Лить уже перестало, и Глеб сложил зонт вообще. Толпа между тем росла; в общем гуле различались возгласы и команды, смех, оживлённый говор. Удивительно, что при такой сырости то там то сям вспыхивали костры, а у иных уже выпили и закусили, и теперь настраивали гитары. Выпивку и закуску разносили загадочные офени. Если стоять лицом к фасаду, то Глеба привели к правому  крылу здания. Здесь, на пятачке за горами мусора, сотня в составе семнадцати человек приветствовала появление командира. Но, против ожидания, ничего нового майор Сафаров не сообщил им, сказав, что штурм возможен в ближайший час, военные пачками переходят на сторону Белого дома, народу на баррикадах уже более миллиона. По прикидкам Глеба, народу было не более двух-трёх тысяч. Но – тьмы низких истин нам дороже нас возвышающий обман...
– В боевой контакт с нападающими не вступать, – приказал майор, – только в устный и только тем, у кого подвешены языки. Всем остальным отработать места укрытия и пути отхода.
Стратег, желчно подумал Глеб. На безоружных людей покатится вал спецназа. Какой боевой контакт, какие переговоры? Где, наконец, укрыться, куда бежать этим несчастным людям?
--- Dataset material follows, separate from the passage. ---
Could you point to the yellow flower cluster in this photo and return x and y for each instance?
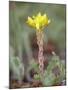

Предотвратить бойню могло только чудо. И чудо произошло. Смерть, однако, унесла жизни трёх молодых людей, чересчур увлёкшихся атакой на БТР.


Глава одиннадцатая

1
Эту ночь Виктор Дмитриевич Искорин провёл на рабочем 
месте. Время пошло тревожное, события стали непредсказуемы.
И президент России, и правительство, и Верховный Совет – все призывали к бунту, к гражданскому неповиновению. При всём при этом москвичи жили обыденной трудовой жизнью: привычно шли на работу, привычно выстаивали очереди в магазинах. Кто имел загородные участки, возился на загородных участках, делал запасы на зиму, не надеясь на государство. Метро, транспорт, заводы, фабрики, учреждения работали в обычном своём режиме.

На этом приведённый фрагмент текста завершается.